Rotgesichtig betritt Rainer die Küche und lässt seinen Blick über die Töpfe wandern.
"Das sieht aber lecker aus."
"Ich habe extra deine Lieblingssuppe gekocht: Bärlauchrahmsuppe."
Rainer lacht zufrieden und setzt sich an den Tisch.
"Womit habe ich diesen Luxus verdient?", fragt er.
Diese Frage ist total unüblich. Sofort kommt Ilka ins Stottern. Warum fragt er so etwas?
"Du verwöhnst mich ganz ohne Grund", hakt er nach und grinst Ilka an. "Das muss Liebe sein."
Ilkas Gesicht beginnt zu glühen.
Zwei gefüllte Suppenteller schweben auf den Tisch.
Rainer freut sich wie ein kleines Kind, reibt sich die Hände, greift nach dem Löffel.

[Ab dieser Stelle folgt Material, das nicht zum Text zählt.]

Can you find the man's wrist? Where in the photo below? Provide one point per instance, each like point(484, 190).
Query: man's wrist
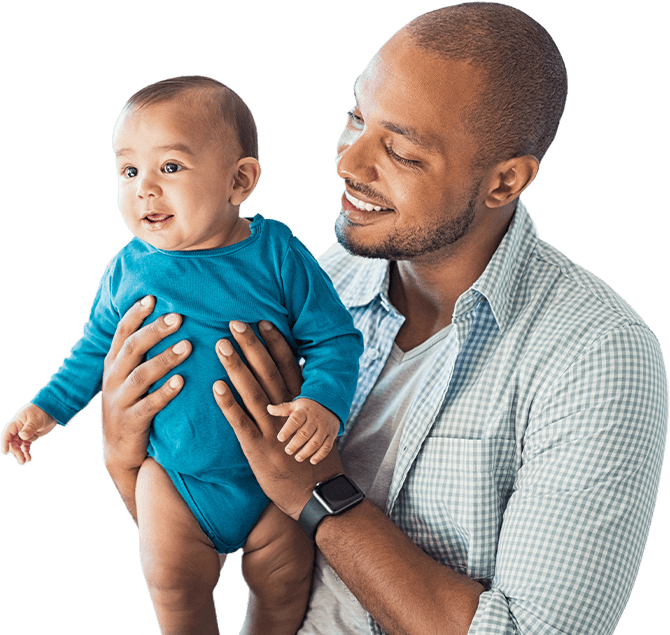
point(332, 497)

Der fällt laut scheppernd auf den Boden und verschwindet unter dem Tisch.

Das Telefon

Das Telefon im Flur fängt an zu läuten.
"Ausgerechnet jetzt", flucht Ilka.
"Gehst du mal ran!", lautet die übliche Bitte von Rainer.
Ilka steht auf und verlässt die Küche. Nur eine halbe Minute später kehrt sie zurück. "Keiner dran!", bemerkt sie.
Endlich kommen die beiden dazu, ihre Suppe zu essen. Ihre Teller sind im Nu leer. Rainer reibt sich über den Bauch und lobt die Kochkünste seiner Frau.
Ilka räumt wie üblich den Tisch ab.
Plötzlich wird ihr ganz übel. Ihr Kreislauf versagt. Sie lässt sich auf ihren Stuhl sinken.
Rainer beobachtet sie.
Überrascht erwidert sie seinen Blick.
"Hast du wirklich geglaubt, ich merke nicht, was du vorhast?", fragt er und schaut sie böse an. "Von wegen Bärlauchrahmsuppe. Heute Morgen hatten wir noch die schönsten Maiglöckchen im Garten stehen. Heute Abend ist kein einziges mehr da."
Rainer hebt seine Hand und zeigt auf sein Handy.
"Das Telefon", röchelt Ilka und versteht. Rainer hat die Teller vertauscht, als sie am Telefon war.